Guests were left agog this spring at Moss Wood holiday park near Lancaster where the undercover secrets of a tiny bird were screened live for all to see.
Star of the show was a great tit which had chosen one of the park's bird boxes to make its nest, little suspecting that it was going to be under constant CCTV surveillance.
For the box had been fitted with a miniature covert camera which wirelessly streamed a 24-hour video feed to a monitor screen in the park's reception building.
Guests were able to watch the great tit carefully build its nest, and then to lay four brown-speckled white eggs upon which it sat while its male partner brought regular deliveries of food.
Fourteen days later, to everyone's delight, the pair were rewarded with four great tit chicks.

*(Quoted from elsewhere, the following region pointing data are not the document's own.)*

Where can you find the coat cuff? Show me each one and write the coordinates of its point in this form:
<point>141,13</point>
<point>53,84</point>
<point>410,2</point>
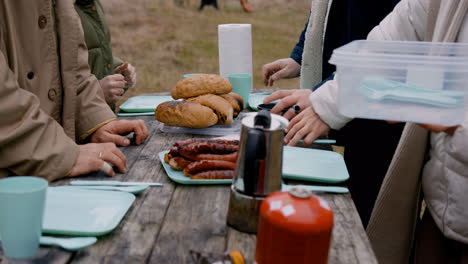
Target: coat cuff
<point>116,62</point>
<point>85,135</point>
<point>325,103</point>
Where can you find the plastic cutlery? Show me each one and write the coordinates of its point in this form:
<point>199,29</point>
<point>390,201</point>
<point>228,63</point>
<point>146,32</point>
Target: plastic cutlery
<point>381,89</point>
<point>72,243</point>
<point>113,183</point>
<point>317,188</point>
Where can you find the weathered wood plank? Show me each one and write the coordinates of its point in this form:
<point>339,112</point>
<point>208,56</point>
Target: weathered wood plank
<point>243,242</point>
<point>195,220</point>
<point>52,255</point>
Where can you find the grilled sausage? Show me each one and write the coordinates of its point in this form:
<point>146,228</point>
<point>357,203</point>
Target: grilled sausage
<point>213,174</point>
<point>203,165</point>
<point>178,163</point>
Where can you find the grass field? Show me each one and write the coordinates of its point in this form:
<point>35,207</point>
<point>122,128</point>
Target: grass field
<point>165,39</point>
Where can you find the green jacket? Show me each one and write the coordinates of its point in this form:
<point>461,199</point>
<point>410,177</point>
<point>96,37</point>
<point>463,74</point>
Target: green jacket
<point>97,38</point>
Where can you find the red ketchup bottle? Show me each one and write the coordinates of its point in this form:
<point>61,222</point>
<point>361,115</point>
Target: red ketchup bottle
<point>294,227</point>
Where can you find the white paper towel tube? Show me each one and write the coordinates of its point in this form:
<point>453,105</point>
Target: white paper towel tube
<point>235,49</point>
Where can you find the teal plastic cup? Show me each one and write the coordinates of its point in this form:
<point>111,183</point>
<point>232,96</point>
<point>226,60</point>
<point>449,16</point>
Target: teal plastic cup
<point>190,74</point>
<point>241,85</point>
<point>22,201</point>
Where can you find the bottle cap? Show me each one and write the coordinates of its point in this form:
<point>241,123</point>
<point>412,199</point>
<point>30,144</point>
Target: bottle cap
<point>300,192</point>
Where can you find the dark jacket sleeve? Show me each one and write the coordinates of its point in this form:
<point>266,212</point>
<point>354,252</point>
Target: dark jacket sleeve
<point>296,54</point>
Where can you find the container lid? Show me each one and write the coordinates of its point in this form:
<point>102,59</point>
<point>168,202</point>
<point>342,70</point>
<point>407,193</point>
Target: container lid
<point>397,54</point>
<point>277,122</point>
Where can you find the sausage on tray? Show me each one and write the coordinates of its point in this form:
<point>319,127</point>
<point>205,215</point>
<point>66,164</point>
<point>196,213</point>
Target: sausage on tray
<point>203,165</point>
<point>232,157</point>
<point>193,140</point>
<point>205,147</point>
<point>213,174</point>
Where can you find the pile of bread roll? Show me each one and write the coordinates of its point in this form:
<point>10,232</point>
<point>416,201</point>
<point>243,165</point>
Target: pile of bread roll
<point>207,100</point>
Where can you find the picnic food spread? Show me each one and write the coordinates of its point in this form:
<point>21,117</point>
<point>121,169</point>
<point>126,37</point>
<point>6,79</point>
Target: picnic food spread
<point>201,158</point>
<point>207,101</point>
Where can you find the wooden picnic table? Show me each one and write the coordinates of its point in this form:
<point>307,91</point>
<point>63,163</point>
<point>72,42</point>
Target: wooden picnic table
<point>164,223</point>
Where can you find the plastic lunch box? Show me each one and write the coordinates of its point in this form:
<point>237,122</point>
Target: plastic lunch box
<point>421,82</point>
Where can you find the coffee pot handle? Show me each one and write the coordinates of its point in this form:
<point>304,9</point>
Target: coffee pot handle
<point>254,158</point>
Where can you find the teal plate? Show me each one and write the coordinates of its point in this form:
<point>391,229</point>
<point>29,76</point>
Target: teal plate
<point>313,165</point>
<point>82,212</point>
<point>298,164</point>
<point>257,98</point>
<point>140,104</point>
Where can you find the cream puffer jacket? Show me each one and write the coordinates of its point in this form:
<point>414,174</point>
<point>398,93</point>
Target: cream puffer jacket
<point>445,175</point>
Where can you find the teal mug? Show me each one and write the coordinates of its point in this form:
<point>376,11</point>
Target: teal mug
<point>241,85</point>
<point>22,202</point>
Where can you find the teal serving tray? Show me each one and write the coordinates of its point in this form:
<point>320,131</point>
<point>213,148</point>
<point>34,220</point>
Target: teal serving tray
<point>179,177</point>
<point>82,212</point>
<point>298,164</point>
<point>141,104</point>
<point>313,165</point>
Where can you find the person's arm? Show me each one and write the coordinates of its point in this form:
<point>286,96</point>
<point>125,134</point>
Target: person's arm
<point>325,103</point>
<point>296,54</point>
<point>116,62</point>
<point>31,142</point>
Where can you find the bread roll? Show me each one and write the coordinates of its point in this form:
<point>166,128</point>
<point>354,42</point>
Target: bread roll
<point>185,114</point>
<point>201,84</point>
<point>236,102</point>
<point>219,105</point>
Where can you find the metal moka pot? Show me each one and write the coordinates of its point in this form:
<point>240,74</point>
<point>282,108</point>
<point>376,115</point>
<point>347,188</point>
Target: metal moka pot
<point>258,168</point>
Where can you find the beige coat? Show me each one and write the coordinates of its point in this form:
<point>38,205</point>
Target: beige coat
<point>391,227</point>
<point>48,97</point>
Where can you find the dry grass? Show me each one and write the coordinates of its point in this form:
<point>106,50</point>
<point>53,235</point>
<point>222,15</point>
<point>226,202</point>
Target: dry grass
<point>164,40</point>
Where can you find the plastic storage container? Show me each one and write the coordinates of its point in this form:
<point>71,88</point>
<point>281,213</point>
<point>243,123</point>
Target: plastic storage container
<point>421,82</point>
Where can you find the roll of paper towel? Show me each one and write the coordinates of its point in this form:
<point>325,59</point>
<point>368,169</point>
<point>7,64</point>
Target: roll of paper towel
<point>235,49</point>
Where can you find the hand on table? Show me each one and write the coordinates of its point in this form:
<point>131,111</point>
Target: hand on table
<point>94,157</point>
<point>112,131</point>
<point>307,125</point>
<point>129,72</point>
<point>279,69</point>
<point>113,87</point>
<point>288,98</point>
<point>439,128</point>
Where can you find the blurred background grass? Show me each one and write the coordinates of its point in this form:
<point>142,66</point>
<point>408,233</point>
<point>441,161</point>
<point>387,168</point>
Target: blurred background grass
<point>165,39</point>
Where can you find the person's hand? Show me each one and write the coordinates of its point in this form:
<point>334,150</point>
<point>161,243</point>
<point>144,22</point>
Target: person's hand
<point>279,69</point>
<point>288,98</point>
<point>129,73</point>
<point>434,128</point>
<point>307,125</point>
<point>112,86</point>
<point>112,131</point>
<point>94,157</point>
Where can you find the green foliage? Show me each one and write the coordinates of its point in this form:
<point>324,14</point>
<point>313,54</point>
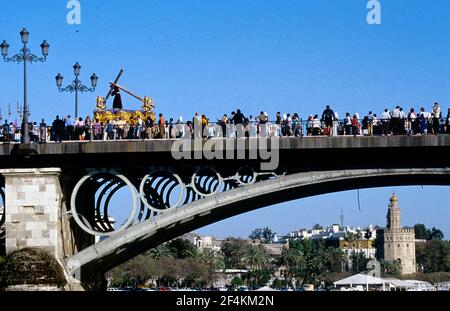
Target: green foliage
<point>433,278</point>
<point>165,271</point>
<point>263,234</point>
<point>179,248</point>
<point>317,227</point>
<point>359,262</point>
<point>160,252</point>
<point>32,266</point>
<point>423,233</point>
<point>433,256</point>
<point>237,282</point>
<point>257,278</point>
<point>256,257</point>
<point>316,259</point>
<point>390,269</point>
<point>234,251</point>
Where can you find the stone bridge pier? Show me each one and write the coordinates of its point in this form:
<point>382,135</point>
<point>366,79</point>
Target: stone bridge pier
<point>36,215</point>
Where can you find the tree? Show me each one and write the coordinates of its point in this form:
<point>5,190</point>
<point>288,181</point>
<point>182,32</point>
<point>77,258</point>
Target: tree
<point>234,251</point>
<point>268,235</point>
<point>433,256</point>
<point>159,252</point>
<point>180,247</point>
<point>237,282</point>
<point>389,268</point>
<point>421,231</point>
<point>264,234</point>
<point>359,262</point>
<point>436,234</point>
<point>256,234</point>
<point>317,227</point>
<point>256,257</point>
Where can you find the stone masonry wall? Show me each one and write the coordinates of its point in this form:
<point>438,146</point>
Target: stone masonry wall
<point>33,204</point>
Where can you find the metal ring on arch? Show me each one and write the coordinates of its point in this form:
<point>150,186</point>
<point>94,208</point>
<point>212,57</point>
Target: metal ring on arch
<point>73,207</point>
<point>240,182</point>
<point>144,200</point>
<point>219,178</point>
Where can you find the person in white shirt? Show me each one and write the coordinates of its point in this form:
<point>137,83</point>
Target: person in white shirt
<point>385,121</point>
<point>436,117</point>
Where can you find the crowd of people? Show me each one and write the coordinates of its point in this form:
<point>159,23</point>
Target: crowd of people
<point>395,122</point>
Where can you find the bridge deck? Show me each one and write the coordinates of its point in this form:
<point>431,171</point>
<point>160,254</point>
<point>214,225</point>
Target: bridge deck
<point>285,143</point>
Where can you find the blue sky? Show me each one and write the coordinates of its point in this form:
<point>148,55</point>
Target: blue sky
<point>216,56</point>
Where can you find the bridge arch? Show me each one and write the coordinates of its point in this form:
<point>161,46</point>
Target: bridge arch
<point>126,244</point>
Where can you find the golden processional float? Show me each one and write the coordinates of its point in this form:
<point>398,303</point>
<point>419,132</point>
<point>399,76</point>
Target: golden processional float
<point>104,115</point>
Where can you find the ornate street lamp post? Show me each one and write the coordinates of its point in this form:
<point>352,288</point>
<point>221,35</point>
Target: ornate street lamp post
<point>76,85</point>
<point>24,56</point>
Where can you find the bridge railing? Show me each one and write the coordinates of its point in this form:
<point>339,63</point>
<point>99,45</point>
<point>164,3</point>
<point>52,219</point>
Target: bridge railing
<point>285,128</point>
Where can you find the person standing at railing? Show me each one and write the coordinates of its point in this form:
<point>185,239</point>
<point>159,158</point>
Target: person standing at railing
<point>253,129</point>
<point>70,128</point>
<point>161,126</point>
<point>42,131</point>
<point>97,130</point>
<point>447,122</point>
<point>262,120</point>
<point>385,122</point>
<point>370,124</point>
<point>348,124</point>
<point>411,122</point>
<point>316,126</point>
<point>423,121</point>
<point>223,124</point>
<point>328,118</point>
<point>58,128</point>
<point>278,124</point>
<point>355,125</point>
<point>437,116</point>
<point>296,125</point>
<point>395,120</point>
<point>79,129</point>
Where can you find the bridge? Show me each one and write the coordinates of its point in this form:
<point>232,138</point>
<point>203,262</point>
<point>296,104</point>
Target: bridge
<point>57,195</point>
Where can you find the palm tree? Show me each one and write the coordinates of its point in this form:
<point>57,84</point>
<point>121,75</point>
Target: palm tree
<point>212,258</point>
<point>159,252</point>
<point>256,257</point>
<point>194,254</point>
<point>292,257</point>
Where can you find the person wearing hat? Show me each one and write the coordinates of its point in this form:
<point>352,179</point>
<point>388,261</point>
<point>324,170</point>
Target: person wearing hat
<point>117,104</point>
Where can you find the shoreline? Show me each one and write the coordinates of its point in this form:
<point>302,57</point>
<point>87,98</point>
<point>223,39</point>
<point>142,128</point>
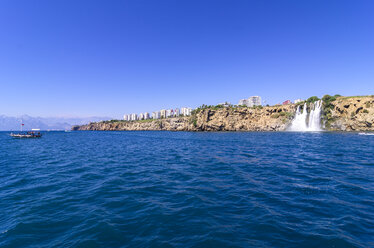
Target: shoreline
<point>346,114</point>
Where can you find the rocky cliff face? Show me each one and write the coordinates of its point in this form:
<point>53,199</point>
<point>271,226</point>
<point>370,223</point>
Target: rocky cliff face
<point>343,114</point>
<point>274,118</point>
<point>351,114</point>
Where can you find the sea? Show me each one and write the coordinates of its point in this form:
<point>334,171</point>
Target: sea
<point>187,189</point>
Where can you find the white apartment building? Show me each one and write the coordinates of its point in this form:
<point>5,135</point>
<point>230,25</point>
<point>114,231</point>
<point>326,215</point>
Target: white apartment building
<point>186,111</point>
<point>134,117</point>
<point>251,101</point>
<point>156,115</point>
<point>243,102</point>
<point>163,113</point>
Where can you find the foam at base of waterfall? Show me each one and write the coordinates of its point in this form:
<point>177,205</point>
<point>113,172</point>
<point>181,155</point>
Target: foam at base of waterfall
<point>307,122</point>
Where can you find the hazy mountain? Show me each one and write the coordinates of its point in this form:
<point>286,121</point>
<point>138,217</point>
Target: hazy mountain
<point>8,123</point>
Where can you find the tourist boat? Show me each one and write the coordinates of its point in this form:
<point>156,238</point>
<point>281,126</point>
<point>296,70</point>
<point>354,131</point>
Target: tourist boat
<point>365,133</point>
<point>26,135</point>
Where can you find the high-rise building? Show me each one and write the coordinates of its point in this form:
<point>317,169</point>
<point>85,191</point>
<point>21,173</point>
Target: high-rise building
<point>134,117</point>
<point>156,115</point>
<point>251,101</point>
<point>163,113</point>
<point>186,111</point>
<point>243,102</point>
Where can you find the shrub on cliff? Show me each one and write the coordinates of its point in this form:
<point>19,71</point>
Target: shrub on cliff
<point>312,99</point>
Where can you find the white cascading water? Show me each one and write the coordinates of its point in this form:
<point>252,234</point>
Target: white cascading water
<point>302,123</point>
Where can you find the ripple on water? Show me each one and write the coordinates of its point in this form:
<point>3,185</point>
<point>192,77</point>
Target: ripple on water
<point>173,189</point>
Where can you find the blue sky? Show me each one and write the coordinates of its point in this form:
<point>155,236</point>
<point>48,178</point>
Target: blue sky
<point>107,58</point>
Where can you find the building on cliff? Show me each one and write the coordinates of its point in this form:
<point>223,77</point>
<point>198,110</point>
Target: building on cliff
<point>126,117</point>
<point>163,113</point>
<point>134,117</point>
<point>186,111</point>
<point>156,115</point>
<point>251,101</point>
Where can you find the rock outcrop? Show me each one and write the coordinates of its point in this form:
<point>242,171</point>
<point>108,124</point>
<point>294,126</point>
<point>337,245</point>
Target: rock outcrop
<point>342,114</point>
<point>351,114</point>
<point>274,118</point>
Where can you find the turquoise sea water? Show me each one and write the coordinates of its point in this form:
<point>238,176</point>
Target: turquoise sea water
<point>179,189</point>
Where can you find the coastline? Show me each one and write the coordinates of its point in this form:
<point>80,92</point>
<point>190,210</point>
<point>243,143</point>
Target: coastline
<point>343,114</point>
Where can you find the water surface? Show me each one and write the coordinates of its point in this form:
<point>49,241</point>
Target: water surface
<point>180,189</point>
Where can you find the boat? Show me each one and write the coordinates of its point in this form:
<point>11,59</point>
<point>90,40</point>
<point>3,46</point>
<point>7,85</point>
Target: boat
<point>365,133</point>
<point>26,135</point>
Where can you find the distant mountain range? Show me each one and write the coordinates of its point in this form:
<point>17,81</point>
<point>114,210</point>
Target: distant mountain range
<point>8,123</point>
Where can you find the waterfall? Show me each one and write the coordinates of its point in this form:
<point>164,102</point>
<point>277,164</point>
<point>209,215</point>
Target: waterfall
<point>304,122</point>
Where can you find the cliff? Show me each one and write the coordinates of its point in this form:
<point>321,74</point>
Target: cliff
<point>350,114</point>
<point>340,114</point>
<point>274,118</point>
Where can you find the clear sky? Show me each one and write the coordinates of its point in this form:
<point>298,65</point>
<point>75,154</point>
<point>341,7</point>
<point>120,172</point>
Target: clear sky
<point>107,58</point>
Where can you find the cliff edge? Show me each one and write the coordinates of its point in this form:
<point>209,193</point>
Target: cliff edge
<point>338,114</point>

Henry Wild, whose family has owned Moss Wood for over 40 years, said the unfurling drama was thrilling to watch, and was enjoyed especially by younger holiday guests:
"We're very fortunate here to have a very wide range of resident and visiting birdlife, but great tits often nest in tree cavities, so can't normally be observed at close quarters," said Henry.
"They are very distinctive birds with their white cheeks and yellow underparts, and our camera gave a rare opportunity to study the bird close-up and to witness its amazing nest-building skills.
"Some of our holiday guests even made special return visits during the nesting period so that they could see the action, and we also sent email updates to customers who asked.
"Many of the children here were fascinated, and hopefully will be inspired to go on and make other wildlife discoveries in our grounds," he added.
Last year, Moss Wood was shortlisted in the Lancashire Tourism Awards in the "sustainable tourism" category. thanks to its exceptional efforts to protect the natural world.
The park, situated in the village of Cockerham, recently became home to more than 100,000 honey bees after it installed three traditional timber hives in its grounds.
Their thriving future is assured thanks to the large number of high nectar-bearing blooms at Moss Wood, including a 3000 square-foot wildflower wilderness.
The bees are sharing their food sources with many types of butterflies and other pollinators, and there are plans to harvest the honey for sale in the park's shop.
Moss Wood also has launched its own craft brewery beer, and every bottle sold is providing a cash donation for the British Beekeepers Association education charity.
Other natural attractions at Moss Wood include a 1.5km nature discovery trail, a spring-fed lake attracting many bird species, and events such as pond dipping and bat-walks.